Quando Dudu apareceu em pânico com seus cinco anos recém completados, não sabendo se chorava ou se apenas gritava e carregando na mão o primeiro dente-de-leite recém caído, boca vermelha de sangue e susto, a mãe logo soube acalmá-lo contando a história da fada do dente.

O menino escutou encantado o que a mãe dizia. Um pouco pela moeda que ganharia se, naquela noite, deixasse o dentinho embaixo do travesseiro, mas muito mais pela história em si. Uma fada em sua casa, uau! E no seu quarto, ainda melhor! A mãe apenas contou o que aconteceria e adiantou que quem traria a moeda seria a fada mais linda do mundo. Depois, deixou à imaginação do garoto todo o resto: a beleza diáfana da fada, a leveza de seus movimentos, a bondade em seus gestos, o cheiro bom que deixaria no ar, o vôo quase invisível.

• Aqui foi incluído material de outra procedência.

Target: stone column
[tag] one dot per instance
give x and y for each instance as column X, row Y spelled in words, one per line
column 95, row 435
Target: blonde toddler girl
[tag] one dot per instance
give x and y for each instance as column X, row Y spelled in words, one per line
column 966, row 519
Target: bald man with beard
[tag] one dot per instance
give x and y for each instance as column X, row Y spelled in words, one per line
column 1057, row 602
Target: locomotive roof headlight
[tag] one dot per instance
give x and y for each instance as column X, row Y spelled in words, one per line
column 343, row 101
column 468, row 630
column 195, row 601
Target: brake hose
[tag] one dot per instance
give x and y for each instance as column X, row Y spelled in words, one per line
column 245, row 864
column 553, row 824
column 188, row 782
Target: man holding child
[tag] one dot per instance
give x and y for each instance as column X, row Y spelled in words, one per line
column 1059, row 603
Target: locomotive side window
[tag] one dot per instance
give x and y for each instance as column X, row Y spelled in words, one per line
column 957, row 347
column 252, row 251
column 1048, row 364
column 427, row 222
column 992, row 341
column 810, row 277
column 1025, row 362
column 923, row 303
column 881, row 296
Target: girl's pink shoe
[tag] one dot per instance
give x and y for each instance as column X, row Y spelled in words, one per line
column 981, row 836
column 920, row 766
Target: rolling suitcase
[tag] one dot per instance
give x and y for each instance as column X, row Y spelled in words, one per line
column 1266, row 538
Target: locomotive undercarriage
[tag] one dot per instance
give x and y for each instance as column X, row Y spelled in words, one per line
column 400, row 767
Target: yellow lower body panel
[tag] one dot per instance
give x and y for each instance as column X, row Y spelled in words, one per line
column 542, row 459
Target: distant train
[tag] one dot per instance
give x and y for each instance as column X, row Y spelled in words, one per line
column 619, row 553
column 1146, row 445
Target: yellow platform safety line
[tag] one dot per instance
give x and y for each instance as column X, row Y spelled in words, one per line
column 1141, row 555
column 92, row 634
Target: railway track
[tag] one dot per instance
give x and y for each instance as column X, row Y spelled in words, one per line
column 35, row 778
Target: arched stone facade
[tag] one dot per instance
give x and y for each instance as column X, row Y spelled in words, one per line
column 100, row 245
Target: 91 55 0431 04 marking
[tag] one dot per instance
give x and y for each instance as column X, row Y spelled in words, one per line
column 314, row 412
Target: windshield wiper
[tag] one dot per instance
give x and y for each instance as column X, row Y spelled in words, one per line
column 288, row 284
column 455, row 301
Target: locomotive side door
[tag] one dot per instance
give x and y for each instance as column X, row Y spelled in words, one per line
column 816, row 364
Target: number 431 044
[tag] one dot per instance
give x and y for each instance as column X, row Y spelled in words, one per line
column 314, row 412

Dudu foi para a cama mais cedo naquela noite, depois de ajeitar o dente com capricho embaixo de seu travesseirinho. Queria que a fada chegasse logo - que lhe trouxesse a presença mais do que a moeda. Olhos arregalados em direção à porta (mas será que ela entraria mesmo por ali, assim tão simplesmente?), ele esperava pela mulher mais linda do mundo. Esperou, esperou, cansou – mas nada daquela fada aparecer.

Até que se deu conta de que ela não chegava justamente porque ele ainda estava acordado. A fada, é claro, não apareceria para ele. Mas não posso dormir, pensou, preciso conhecer a fada mais bonita do mundo. Então, na sabedoria de sua curta vida, resolveu fingir: começou um pequeno ronco falso e fechou os olhos pela metade, o suficiente para enxergar. Desse modo, pensou, enganaria a fada com seu sono inexistente e conseguiria vê-la à hora em que ela chegasse. E assim fez, com a paciência de um velho.

E quando a porta se abriu silenciosa e suavemente, deixando entrar um pouco da luz do corredor, ele soube, os olhos semicerrados em seu falso sono, que a história da mãe era mesmo verdadeira: estava entrando em seu quarto a fada mais bela do mundo.